American banker (1867–1943)

John Pierpont Morgan Jr. (September 7, 1867 – March 13, 1943) was an American banker and finance executive. He inherited the family fortune and took over the business interests including J.P. Morgan & Co. after his father, J. P. Morgan, died in 1913.

After graduating from St. Paul's School and Harvard College, Morgan trained as a finance executive working for his father and grandfather. He became a banking financier, a lending leader, and a director of several companies. He supported New York's Society for the Lying-In Hospital, the Red Cross, the Episcopal Church, and endowed the creation of a rare book and manuscript collection at the Morgan Library.

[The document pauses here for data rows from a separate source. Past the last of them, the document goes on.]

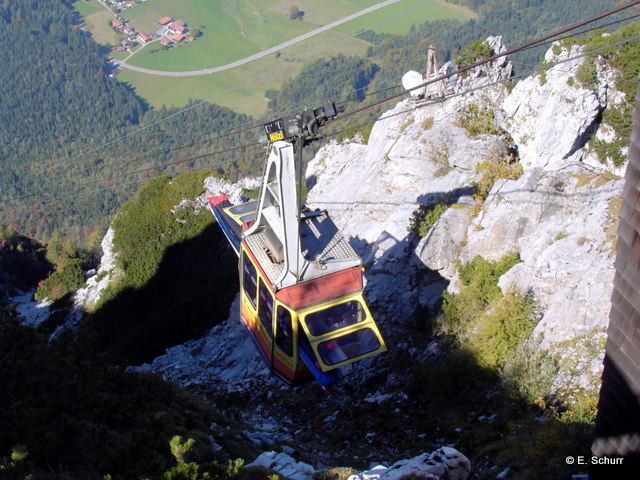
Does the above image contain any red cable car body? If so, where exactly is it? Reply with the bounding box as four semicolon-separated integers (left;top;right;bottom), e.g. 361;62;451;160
209;107;386;387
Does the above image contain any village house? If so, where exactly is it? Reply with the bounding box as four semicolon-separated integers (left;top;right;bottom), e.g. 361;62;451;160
169;20;187;35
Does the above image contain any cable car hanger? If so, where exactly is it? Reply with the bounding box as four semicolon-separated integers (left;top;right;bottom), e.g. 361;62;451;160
209;103;386;388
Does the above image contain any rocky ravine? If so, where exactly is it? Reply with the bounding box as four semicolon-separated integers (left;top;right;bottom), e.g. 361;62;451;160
62;39;622;478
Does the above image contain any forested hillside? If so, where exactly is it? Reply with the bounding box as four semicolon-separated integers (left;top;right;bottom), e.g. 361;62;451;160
267;0;620;135
0;0;628;246
0;0;255;244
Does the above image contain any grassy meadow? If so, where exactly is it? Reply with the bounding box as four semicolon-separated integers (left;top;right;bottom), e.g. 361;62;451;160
74;0;474;115
118;32;368;116
74;0;120;45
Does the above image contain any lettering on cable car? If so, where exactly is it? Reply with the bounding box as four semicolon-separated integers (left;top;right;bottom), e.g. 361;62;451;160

Morgan brokered a deal that positioned his company as the sole munitions and supplies purchaser during World War I for the British and French governments, bringing his company a 1% commission on $3 billion ($30 million). He was also a banking broker for financing to foreign governments both during and after the war.

==Early life==
John Pierpont Morgan Jr, nicknamed Jack, was born on September 7, 1867, in Irvington, New York, to J. P. Morgan and Frances Louisa Tracy. He graduated from St. Paul's School, and later in 1886 from Harvard College, where he was a member of the Alpha chapter of Delta Kappa Epsilon.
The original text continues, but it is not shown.